NICKEL STEEL

This is steel containing nickel as the predominant alloying element. The first nickel-steel armor plate, with 3.5% nickel, was known as Harveyized steel.

Nickel added to carbon steel increases the strength, elastic limit hardness, and toughness. It narrows the hardening range but lowers the critical range of steel, reducing danger of war page and cracking, and balances the intensive deep-hardening effect of chromium. The nickel steels are also of finer structure than ordinary steels, and the nickel retards grain growth. When the percentage of nickel is high, the steel is very resistant to corrosion. At high nickel contents, the metals are referred to as iron-nickel alloys or nickel-iron alloys. The steel is nonmagnetic above 29% nickel, and the maximum permeability is at about 78% nickel. The lowest thermal expansion is at 36% nickel. The percentage of nickel in nickel steels usually varies from 1.5 to 5%, with up to 0.80% manganese. The bulk of nickel steels contains 2 and 3.5% nickel. They are used for armor plate, structural shapes, rails, heavy-duty machine parts, gears, automobile parts, and ordnance.
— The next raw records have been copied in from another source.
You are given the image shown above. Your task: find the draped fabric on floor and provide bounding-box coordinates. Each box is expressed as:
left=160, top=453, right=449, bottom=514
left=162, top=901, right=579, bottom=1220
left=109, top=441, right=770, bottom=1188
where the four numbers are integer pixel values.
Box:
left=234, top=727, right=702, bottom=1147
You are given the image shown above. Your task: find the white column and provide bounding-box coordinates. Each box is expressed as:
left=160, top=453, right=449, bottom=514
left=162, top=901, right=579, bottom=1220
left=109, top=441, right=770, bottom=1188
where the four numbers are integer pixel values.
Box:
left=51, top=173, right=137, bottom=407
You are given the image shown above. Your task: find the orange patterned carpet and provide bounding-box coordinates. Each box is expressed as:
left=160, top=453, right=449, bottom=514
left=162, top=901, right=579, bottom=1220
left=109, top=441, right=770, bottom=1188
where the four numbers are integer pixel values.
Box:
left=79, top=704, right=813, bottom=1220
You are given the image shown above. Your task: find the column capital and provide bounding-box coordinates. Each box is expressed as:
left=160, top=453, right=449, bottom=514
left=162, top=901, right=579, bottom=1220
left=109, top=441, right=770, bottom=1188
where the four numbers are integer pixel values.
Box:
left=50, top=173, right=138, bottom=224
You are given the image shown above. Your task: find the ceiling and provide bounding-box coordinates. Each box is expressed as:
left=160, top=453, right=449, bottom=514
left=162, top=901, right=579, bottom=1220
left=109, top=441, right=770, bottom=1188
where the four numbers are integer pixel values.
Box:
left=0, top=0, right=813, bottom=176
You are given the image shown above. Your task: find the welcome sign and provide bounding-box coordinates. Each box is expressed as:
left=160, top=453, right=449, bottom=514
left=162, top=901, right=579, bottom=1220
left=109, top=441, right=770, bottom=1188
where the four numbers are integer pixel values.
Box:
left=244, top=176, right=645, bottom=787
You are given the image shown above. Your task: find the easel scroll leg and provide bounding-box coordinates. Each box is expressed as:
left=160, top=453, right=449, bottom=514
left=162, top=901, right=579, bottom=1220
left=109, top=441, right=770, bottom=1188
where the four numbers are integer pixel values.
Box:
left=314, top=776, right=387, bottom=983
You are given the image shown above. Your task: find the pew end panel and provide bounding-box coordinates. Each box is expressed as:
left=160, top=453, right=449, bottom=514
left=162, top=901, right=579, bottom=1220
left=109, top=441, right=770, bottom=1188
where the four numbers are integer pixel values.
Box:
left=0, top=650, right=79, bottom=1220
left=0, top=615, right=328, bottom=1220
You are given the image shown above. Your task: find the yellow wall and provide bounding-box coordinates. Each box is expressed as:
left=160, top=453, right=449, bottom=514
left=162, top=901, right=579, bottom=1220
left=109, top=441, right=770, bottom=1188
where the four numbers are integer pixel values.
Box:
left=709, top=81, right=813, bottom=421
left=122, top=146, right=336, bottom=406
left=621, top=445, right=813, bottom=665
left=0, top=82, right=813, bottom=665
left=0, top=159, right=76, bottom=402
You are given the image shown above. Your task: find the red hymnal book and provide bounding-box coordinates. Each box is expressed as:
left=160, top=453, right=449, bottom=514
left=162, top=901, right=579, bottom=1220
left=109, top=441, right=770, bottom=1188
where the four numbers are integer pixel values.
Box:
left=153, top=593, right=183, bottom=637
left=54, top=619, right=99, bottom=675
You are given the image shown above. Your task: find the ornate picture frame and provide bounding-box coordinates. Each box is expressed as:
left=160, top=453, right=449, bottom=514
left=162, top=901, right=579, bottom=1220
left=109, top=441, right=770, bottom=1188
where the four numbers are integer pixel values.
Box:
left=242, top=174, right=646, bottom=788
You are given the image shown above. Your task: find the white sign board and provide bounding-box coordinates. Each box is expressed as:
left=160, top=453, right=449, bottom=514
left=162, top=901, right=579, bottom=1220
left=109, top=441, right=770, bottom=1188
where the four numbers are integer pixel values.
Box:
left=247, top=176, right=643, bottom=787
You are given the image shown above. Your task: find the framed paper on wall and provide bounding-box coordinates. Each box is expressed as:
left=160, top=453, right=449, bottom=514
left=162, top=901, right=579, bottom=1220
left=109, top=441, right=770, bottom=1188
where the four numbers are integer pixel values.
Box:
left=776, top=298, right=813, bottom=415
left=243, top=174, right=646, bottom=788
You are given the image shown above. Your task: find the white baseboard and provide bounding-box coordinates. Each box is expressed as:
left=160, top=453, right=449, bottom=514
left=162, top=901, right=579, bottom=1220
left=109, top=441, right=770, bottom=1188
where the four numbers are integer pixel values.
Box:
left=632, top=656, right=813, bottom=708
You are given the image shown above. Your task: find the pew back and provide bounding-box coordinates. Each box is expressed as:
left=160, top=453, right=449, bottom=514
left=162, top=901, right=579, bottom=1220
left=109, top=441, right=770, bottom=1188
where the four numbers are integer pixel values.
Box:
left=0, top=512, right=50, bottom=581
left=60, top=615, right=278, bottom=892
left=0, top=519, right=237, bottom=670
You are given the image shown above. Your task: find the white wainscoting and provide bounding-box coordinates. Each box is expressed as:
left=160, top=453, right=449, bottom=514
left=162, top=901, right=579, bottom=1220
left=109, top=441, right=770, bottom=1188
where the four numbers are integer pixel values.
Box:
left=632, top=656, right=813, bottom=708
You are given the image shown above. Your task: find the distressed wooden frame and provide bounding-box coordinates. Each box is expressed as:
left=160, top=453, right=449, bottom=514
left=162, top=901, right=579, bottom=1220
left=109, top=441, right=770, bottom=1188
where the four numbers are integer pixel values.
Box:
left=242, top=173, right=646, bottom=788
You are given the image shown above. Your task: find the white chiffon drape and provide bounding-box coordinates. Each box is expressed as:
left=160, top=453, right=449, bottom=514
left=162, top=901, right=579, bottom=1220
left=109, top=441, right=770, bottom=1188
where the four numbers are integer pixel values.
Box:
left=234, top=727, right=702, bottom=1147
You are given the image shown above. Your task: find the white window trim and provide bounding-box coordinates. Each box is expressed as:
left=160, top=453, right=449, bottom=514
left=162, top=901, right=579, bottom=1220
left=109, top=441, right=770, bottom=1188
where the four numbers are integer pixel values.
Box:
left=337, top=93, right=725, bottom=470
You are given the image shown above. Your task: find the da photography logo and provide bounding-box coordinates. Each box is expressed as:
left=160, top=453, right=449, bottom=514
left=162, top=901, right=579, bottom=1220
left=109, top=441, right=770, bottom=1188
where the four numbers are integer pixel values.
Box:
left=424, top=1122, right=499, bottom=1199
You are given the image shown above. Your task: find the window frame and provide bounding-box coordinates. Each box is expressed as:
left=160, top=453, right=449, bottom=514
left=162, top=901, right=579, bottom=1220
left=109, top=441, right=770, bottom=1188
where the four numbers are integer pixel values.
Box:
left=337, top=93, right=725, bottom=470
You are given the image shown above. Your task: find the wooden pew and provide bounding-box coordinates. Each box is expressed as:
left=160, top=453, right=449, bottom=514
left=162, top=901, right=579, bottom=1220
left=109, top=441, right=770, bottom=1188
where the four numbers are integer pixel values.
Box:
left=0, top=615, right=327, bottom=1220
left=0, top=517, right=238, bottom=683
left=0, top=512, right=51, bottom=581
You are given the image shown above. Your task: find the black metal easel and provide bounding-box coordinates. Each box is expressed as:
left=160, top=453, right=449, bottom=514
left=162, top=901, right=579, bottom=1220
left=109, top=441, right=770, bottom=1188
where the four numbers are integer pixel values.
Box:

The standard ASTM structural nickel steel used for building construction contains 3.25% nickel, 0.45% carbon, and 0.70% manganese. This steel has tensile strength from 586 to 689 MPa and a minimum elongation 18%. An automobile steel contains 0.10 to 0.20% carbon, 3.25 to 3.75% nickel, 0.30 to 0.60% manganese, and 0.15 to 0.30% silicon. When heat-treated, it has a tensile strength up to 551 MPa and an elongation 25 to 35%. Forgings for locomotive crankpins, containing 2.5% nickel, 0.27% carbon, and 0.88% manganese, have a tensile strength 572 MPa, elongation 30%, and reduction of area 62%. A nickel-vanadium steel, used for high-strength cast parts, contains 1.5% nickel, 1% manganese, 0.28% carbon, and 0.10% vanadium. The tensile strength is 620 MPa and elongation 25%. Univan steel for high-strength locomotive castings is a nickel-vanadium steel of this type. Unionaloy steel is an abrasion-resistant steel.


The federal specifications for 3.5% nickel carbon steel call for 3.25 to 3.75% nickel, and 0.25 to 0.30% carbon. This steel has a tensile strength of 586 MPa and elongation 18%. When oil-quenched, a hot-rolled 3.5% nickel medium-carbon steel, SAE steel 2330, develops a tensile strength up to 1516 MPa, and Brinell hardness of 223 to 424, depending on the drawing temperature. Standard 3.5 and 5% nickel steels are regular products of the steel mills, although they are often sold under trade names. Steels with more than 3.5% nickel are too expensive for ordinary structural use. Steels with more than 5% nickel are difficult to forge, but the very high nickel steels are used when corrosion-resistant properties are required. Nicloy, used fork tubing to resist the corrosive action of paper-mill liquors and oil-well brines, contains 9% nickel, 0.10% chromium, 0.05% molybdenum, 0.35% copper, 0.45% manganese, 0.20% silicon, and 0.09% max carbon. The heat-treated steel has a tensile strength of 758 MPa, with elongation 35%. The cryogenic steels, or low-temperature steels, for such uses as liquid-oxygen vessels, are usually high-nickel steels. ASTM steel A-353, for liquid-oxygen tanks at temperatures to -196°C, contains 9% nickel, 0.85% manganese, 0.25% silicon, and 0.13% carbon. It has a tensile strength of 654 MPa with elongation of 20%. A 9% nickel steel, for temperatures down to -196°C, contains 9% nickel, 0.80% manganese, 0.30% silicon, and not over 0.13% carbon. It has a minimum tensile strength of 620 MPa and elongation of 22%.